## Chapter 12 - Basics of Pneumatic Instruments

The disadvantages of pneumatic instruments are painfully evident to anyone familiar with both pneumatic and electronic instruments. Sensitivity to vibration, changes in temperature, mounting position, and the like affect calibration accuracy to a far greater degree for pneumatic instruments than electronic instruments. Compressed air is an expensive utility – much more expensive per equivalent watt-hour than electricity – making the operational cost of pneumatic instruments far greater than electronic. The installed cost of pneumatic instruments can be quite high as well, given the need for special (stainless steel, copper, or tough plastic) tubes to carry supply air and pneumatic signals to distant locations. The volume of air tubes used to convey pneumatic signals over distances acts as a low-pass filter, naturally damping the instrument’s response and thereby reducing its ability to respond quickly to changing process conditions. Pneumatic instruments cannot be made “smart” like electronic instruments, either. With all these disadvantages, one might wonder why pneumatic instruments are still used at all in modern industry.

Part of the answer is legacy. For an industrial facility built decades ago, it makes little sense to replace instruments that still work just fine. The cost of labor to remove old tubing, install new conduit and wires, and configure new (expensive) electronic instruments often is not worth the benefits.

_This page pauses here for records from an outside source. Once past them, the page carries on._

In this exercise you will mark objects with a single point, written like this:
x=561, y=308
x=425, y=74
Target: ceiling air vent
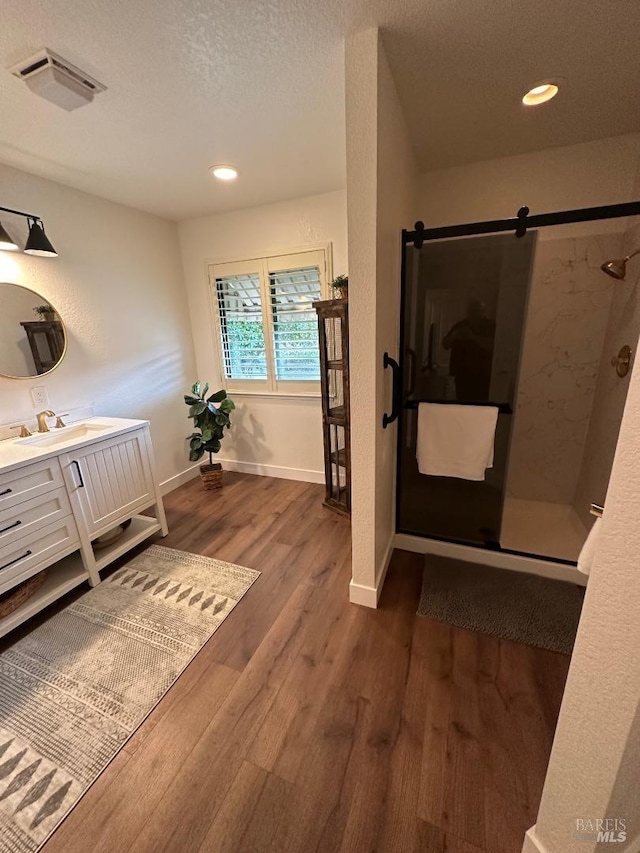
x=52, y=77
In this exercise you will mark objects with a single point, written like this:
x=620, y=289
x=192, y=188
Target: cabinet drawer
x=31, y=515
x=29, y=554
x=29, y=482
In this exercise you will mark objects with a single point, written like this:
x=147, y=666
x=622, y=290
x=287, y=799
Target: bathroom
x=318, y=710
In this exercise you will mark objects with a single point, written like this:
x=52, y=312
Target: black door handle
x=78, y=469
x=17, y=559
x=387, y=361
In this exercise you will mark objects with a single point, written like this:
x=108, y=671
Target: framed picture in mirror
x=33, y=338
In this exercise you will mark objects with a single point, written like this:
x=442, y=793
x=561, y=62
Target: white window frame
x=293, y=259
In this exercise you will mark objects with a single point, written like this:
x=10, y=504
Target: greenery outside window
x=267, y=329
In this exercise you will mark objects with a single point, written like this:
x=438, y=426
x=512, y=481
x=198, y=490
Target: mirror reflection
x=32, y=335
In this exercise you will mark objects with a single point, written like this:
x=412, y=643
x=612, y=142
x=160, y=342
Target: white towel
x=456, y=441
x=585, y=560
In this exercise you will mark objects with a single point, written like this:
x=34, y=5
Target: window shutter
x=241, y=327
x=295, y=326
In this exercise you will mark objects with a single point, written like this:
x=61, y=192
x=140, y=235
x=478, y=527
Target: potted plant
x=340, y=285
x=210, y=419
x=45, y=312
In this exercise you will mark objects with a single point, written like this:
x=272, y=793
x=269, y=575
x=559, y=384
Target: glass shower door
x=464, y=304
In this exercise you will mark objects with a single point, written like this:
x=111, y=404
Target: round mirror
x=32, y=336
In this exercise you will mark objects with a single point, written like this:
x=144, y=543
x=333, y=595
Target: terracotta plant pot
x=211, y=476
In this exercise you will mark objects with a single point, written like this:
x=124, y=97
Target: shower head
x=617, y=268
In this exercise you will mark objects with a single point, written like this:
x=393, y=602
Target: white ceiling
x=261, y=85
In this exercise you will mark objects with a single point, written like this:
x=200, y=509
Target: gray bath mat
x=512, y=605
x=77, y=687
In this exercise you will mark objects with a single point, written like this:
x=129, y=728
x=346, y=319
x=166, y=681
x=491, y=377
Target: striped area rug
x=76, y=688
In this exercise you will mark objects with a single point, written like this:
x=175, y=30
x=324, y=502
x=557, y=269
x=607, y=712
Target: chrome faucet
x=42, y=419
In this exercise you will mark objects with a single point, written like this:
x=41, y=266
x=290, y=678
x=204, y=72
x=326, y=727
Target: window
x=267, y=326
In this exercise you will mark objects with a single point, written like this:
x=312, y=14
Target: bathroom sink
x=65, y=435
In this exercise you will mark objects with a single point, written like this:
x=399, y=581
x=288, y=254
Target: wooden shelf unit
x=333, y=337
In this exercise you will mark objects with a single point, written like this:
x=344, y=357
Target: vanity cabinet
x=52, y=509
x=109, y=482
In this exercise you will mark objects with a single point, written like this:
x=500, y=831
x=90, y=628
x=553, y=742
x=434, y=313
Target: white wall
x=281, y=436
x=593, y=173
x=381, y=179
x=117, y=284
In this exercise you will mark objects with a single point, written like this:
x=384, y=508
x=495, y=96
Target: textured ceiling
x=261, y=85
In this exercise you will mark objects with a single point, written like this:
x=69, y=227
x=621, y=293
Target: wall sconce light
x=37, y=242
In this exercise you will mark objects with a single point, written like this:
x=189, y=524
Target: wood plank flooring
x=309, y=724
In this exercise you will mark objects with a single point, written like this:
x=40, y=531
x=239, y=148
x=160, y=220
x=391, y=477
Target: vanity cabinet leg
x=89, y=561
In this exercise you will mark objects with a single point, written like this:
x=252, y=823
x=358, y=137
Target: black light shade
x=38, y=243
x=6, y=243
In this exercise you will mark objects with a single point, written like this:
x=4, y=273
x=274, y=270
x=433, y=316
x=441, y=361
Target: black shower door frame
x=519, y=225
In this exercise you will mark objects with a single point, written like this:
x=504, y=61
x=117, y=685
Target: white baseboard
x=178, y=480
x=301, y=474
x=369, y=596
x=486, y=557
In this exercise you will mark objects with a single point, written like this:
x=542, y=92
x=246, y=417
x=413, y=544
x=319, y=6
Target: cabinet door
x=109, y=481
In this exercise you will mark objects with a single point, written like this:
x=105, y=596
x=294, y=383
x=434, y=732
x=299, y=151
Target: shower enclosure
x=519, y=315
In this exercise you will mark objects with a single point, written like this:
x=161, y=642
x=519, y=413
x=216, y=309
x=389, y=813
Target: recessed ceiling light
x=540, y=94
x=224, y=173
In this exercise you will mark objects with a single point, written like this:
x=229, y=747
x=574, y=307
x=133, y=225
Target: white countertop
x=15, y=452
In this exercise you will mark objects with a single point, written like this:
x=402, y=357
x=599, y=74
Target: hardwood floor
x=309, y=724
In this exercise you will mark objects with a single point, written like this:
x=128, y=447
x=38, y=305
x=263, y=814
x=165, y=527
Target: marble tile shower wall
x=565, y=331
x=611, y=391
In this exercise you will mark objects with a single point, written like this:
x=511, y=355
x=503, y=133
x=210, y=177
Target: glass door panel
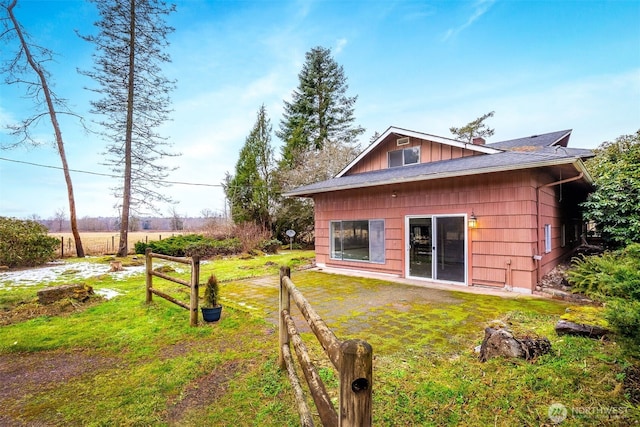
x=450, y=249
x=420, y=247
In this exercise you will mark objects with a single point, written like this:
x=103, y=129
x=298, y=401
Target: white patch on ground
x=67, y=272
x=107, y=293
x=60, y=271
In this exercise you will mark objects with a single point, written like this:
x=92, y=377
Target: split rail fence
x=192, y=284
x=351, y=358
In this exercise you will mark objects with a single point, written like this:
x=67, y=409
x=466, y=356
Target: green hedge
x=191, y=244
x=25, y=243
x=613, y=278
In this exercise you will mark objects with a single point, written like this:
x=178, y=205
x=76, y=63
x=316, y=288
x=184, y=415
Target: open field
x=122, y=362
x=104, y=242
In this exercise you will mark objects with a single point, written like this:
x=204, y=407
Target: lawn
x=122, y=362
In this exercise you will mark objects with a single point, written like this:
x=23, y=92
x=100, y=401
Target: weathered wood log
x=77, y=291
x=564, y=327
x=499, y=342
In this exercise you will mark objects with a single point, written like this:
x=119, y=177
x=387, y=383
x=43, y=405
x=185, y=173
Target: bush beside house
x=25, y=243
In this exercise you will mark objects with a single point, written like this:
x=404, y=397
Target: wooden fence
x=192, y=285
x=352, y=359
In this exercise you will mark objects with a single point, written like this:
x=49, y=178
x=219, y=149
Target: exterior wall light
x=473, y=221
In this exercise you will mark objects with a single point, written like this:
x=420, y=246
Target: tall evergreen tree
x=320, y=113
x=30, y=57
x=474, y=129
x=251, y=191
x=131, y=39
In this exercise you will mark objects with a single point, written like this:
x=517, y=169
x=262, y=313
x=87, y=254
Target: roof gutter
x=492, y=169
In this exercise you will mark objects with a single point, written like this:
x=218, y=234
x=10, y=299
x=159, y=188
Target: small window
x=547, y=238
x=358, y=240
x=407, y=156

However, pneumatic instruments actually enjoy some definite technical advantages which secure their continued use in certain applications even in the 21$$^{st}$$ century. One decided advantage is the intrinsic safety of pneumatic field instruments. Instruments that do not run on electricity cannot generate electrical sparks. This is of utmost importance in “classified” industrial environments where explosive gases, liquids, dusts, and powders exist. Pneumatic instruments are also self-purging. Their continual bleeding of compressed air from vent ports in pneumatic relays and nozzles acts as a natural clean-air purge for the inside of the instrument, preventing the intrusion of dust and vapor from the outside with a slight positive pressure inside the instrument case. It is not uncommon to find a field-mounted pneumatic instrument encrusted with corrosion and filth on the outside, but factory-clean on the inside due to this continual purge of clean air. Pneumatic instruments mounted inside larger enclosures with other devices tend to protect them all by providing a positive-pressure air purge for the entire enclosure.

Some pneumatic instruments can also function in high-temperature and high-radiation environments that would damage electronic instruments. Although it is often possible to “harden” electronic field instruments to such harsh conditions, pneumatic instruments are practically immune by nature.

An interesting feature of pneumatic instruments is that they may operate on compressed gases other than air. This is an advantage in remote natural gas installations, where the natural gas itself is sometimes used as a source of pneumatic “power” for instruments. So long as there is compressed natural gas in the pipeline to measure and to control, the instruments will operate. No air compressor or electrical power source is needed in these installations. What is needed, however, is good filtering equipment to prevent contaminants in the natural gas (dirt, debris, liquids) from causing problems within the sensitive instrument mechanisms.